With the adoption of technology, accountants and auditors would be able to add a lot more value to their business. Technology still had to be audited. They would end up with significant jobs

“In other countries audits are no longer linked just to numbers,” she said.

She said lockdown restrictions necessitated by the Covid-19 pandemic had made it necessary to adopt technology for business to continue.

“Covid has brought us into that place where we have to have technology communication,” she said, adding that in Zimbabwe people previously had to go to the office because that was where the server was. It was now necessary to put data in the cloud.

Access to technology was now considered a human right, she said. In Zimbabwe data was too expensive not only for individuals but many businesses.

Transformational speaker Bishop Vukani Dhladhla emphasised the importance of balancing work with other aspects of life, particularly family life.

He said some of his most difficult counselling sessions had been with parents and children. Often the parents tried to do the best for their children by working hard and buying them cellphones and other gadgets when what the children wanted was their parents presence at home.

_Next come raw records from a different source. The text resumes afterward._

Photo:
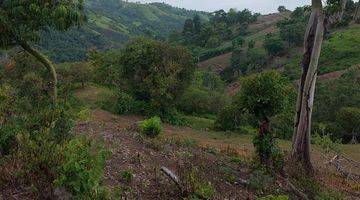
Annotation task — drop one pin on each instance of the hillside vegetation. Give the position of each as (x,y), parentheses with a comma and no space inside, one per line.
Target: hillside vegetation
(111,23)
(201,106)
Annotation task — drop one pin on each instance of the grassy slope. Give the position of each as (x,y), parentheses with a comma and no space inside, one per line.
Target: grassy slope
(340,51)
(110,24)
(200,131)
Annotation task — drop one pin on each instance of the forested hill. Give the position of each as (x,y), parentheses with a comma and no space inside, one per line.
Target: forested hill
(111,23)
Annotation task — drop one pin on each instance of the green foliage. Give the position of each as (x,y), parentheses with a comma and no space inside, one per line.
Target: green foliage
(156,72)
(340,51)
(221,28)
(214,52)
(266,148)
(127,176)
(213,42)
(293,30)
(282,9)
(23,20)
(263,94)
(238,42)
(259,180)
(332,96)
(38,157)
(201,101)
(81,169)
(124,104)
(232,117)
(272,197)
(326,143)
(349,119)
(251,44)
(198,187)
(205,94)
(243,61)
(151,127)
(274,45)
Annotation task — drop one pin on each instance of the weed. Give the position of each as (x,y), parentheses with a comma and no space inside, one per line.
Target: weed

He said everyone should look at four areas of life, namely work, family, friends and self. It was important to ensure one was physically and mentally well, which meant there was need to eat healthily and not overwork.

Achieving a balance between work and other aspects of life could make a person more productive.

“Long hours at work do not mean they are productive,” he pointed out. “A work-life balance can make you use time more efficiently. You become a well-rounded person,” he said.